Book Read Free

Missing Pieces

Page 12

by Tim Weaver


  ‘Do you know what’s wrong with it?’ Rebekah asked.

  He shook his head. ‘No.’

  ‘So can’t you just take it into the shop?’

  ‘Oh, yeah,’ he said, ‘absolutely. It’s not that. I’ve got the day off today, so that’s fine, and tomorrow, for work, I can just get the subway. Or the day after. I can’t remember when my next shift is.’

  She frowned, unsure where this was headed.

  ‘So what’s the problem? Is it money?’

  ‘No, no. It’s not that.’ He grimaced. ‘I know it’s probably a total waste of time, but I’ve been thinking about maybe starting a new novel. I can’t get this idea out of my head.’

  That wasn’t what she’d been expecting.

  For some reason, Rebekah thought of Kirsty, of her parents, of all the lies she’d told them down the years about Johnny being a novelist. She’d always played down his imaginary success, saying his books were out of print, because she never wanted them asking questions about where they could find his work.

  ‘That’s great, Johnny,’ she said, and felt a stab of guilt. Was it great for him, because he was pursuing his dream again? Or great for her, because, if he got somewhere with a novel, she wouldn’t be embarrassed about what he actually did for a living?

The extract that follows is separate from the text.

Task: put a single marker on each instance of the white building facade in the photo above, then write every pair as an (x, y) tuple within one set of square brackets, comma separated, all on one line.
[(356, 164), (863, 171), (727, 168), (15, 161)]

  ‘You really think it’s good?’ he asked.

  But she’d lost the tail of the conversation and all she could think about was how ugly she’d been, how distressingly shallow. Johnny was everything to her. She adored him.

  ‘Bek?’ he said. ‘You don’t think I’m making a mistake?’

  ‘No, of course not. That’s so great, Johnny.’

  Her enthusiasm seemed to energize him.

  ‘Have you ever heard of Crow Island?’ he asked.

  ‘Vaguely,’ she replied, and she filled the kettle. ‘Is that going to be the setting of the book?’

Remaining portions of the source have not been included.